Bij besluit van 27 augustus 2018 heeft de burgemeester opnieuw beslist op het door [appellanten] gemaakte bezwaar.
Tegen dit besluit hebben [appellanten] beroep ingesteld.
De burgemeester heeft een verweerschrift ingediend.
[appellanten] hebben nadere stukken ingediend.

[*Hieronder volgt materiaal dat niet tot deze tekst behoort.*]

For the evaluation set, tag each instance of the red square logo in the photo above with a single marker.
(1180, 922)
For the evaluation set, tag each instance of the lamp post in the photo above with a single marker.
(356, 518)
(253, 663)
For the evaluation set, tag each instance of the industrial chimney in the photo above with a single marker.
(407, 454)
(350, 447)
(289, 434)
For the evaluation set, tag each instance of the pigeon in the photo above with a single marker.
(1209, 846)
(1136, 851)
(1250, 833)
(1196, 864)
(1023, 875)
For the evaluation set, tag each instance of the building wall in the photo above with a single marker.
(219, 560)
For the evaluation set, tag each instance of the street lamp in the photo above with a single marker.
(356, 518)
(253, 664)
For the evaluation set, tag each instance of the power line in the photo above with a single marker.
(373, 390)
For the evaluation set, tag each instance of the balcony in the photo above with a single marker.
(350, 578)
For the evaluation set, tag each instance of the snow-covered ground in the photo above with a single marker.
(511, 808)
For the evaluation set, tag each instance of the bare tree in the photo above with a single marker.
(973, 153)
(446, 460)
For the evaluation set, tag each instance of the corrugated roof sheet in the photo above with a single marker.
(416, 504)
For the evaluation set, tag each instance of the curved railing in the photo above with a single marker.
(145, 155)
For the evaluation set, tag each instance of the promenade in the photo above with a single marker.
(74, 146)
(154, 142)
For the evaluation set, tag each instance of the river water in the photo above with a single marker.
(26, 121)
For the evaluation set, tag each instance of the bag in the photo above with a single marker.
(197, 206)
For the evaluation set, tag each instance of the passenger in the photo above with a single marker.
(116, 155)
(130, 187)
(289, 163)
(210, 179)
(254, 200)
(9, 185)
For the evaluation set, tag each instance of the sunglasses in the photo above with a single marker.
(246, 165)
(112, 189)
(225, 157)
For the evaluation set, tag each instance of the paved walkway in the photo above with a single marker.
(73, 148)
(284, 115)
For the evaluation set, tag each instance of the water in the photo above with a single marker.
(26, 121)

De Afdeling heeft de zaak ter zitting behandeld op 19 juni 2019, waar [appellanten], en de burgemeester, vertegenwoordigd door mr. F.A. Pommer, advocaat te Nijmegen, mr. F. Baali, mr. J.C. Stouten en M.A.J. Hendrickx zijn verschenen.
Overwegingen
Inleiding
1. [appellanten] zijn eigenaren van het bedrijfspand aan de [locatie] te Baarle-Nassau. Zij verhuurden dit pand aan [huurder], die daar een autoschadeherstelbedrijf exploiteerde. Op 3 juni 2016 heeft de Dienst Landelijke Recherche een inval bij dit bedrijfspand gedaan. Daarbij zijn 24 blokken met in totaal 24 kg cocaïne aangetroffen. De burgemeester heeft op 30 juni 2016 op grond van artikel 13b, eerste lid, van de Opiumwet besloten om het pand te sluiten voor de duur van 12 maanden. Hij heeft dit besluit in zijn besluit op bezwaar van 29 november 2016 gehandhaafd. In haar uitspraak van 4 juli 2018 heeft de Afdeling over dit besluit geoordeeld:
"4.4 Het besluit van 29 november 2016 geeft er geen blijk van dat de burgemeester alle omstandigheden van het geval in samenhang heeft bezien. Er ontbreekt een motivering waarom deze omstandigheden tezamen geen bijzondere omstandigheden in de zin van artikel 4:84 van de Awb zijn. De burgemeester had in zijn besluit inzichtelijk moeten maken waarom het in dit geval niet onevenredig is om het bedrijfspand in overeenstemming met het Damoclesbeleid voor 12 maanden te sluiten. Daarbij had hij in ieder geval moeten ingaan op de vraag of [appellanten] een verwijt van de overtreding kan worden gemaakt en de vraag of en zo ja in hoeverre de sluiting voor 12 maanden noodzakelijk was. De burgemeester heeft dit niet gedaan. Gelet hierop is de Afdeling van oordeel dat het besluit van 29 november 2016 onvoldoende is gemotiveerd. De rechtbank heeft dit niet onderkend."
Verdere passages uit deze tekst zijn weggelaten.